Mayfran International
- Company type: Public
- Industry: Machinery
- Founded: 1933
- Founder: George Meyfarth A.J. Franz
- Headquarters: Cleveland, Ohio, United States
- Number of locations: 6 production facilities 14 sales and services offices
- Area served: Worldwide
- Key people: Masatoshi Okada (President)
- Products: Conveyors Chip processing Coolant filtration
- Website: www.mayfran.com

= Mayfran International =

Mayfran International is an International company that sells customized or adapted products and systems that process materials and fluids in automated manufacturing and scrap management operations. It operates six production facilities and 14 sales and service offices, and the company operates throughout the U.S., Canada, China, the Czech Republic, France, Germany, Italy, India, Japan, Korea, the Netherlands, and the United Kingdom.

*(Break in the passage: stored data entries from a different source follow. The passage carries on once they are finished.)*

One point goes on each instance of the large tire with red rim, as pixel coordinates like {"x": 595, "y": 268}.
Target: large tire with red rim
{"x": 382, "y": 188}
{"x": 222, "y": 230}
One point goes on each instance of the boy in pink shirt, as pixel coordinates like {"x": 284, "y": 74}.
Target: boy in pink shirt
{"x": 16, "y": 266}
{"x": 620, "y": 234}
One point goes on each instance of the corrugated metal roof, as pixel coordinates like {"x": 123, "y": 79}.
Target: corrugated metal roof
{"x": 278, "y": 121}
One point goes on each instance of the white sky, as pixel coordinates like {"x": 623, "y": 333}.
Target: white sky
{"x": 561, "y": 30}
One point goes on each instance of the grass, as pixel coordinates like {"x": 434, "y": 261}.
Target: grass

Mayfran Engineering Company was founded by George Meyfarth and A.J. Franz in Cleveland, Ohio, in 1933 as a general industrial engineering firm. In the 1950s, after developing a number of technological innovations, including its patented "hinged steel belt", the company began to focus more closely on the metal working industry, developing products and systems for machining, stamping and scrap handling operations. Since September 2012, Mayfran is a member of the Tsubakimoto Chain Group, of Osaka, Japan.

In August 2015, the company appointed Frank Sraj as vice president of sales and marketing.

== Products ==
Mayfran produces shredders for chip processing, conveyors to move the chips, and filter systems. They developed a general-purpose separator called ConSep Flex.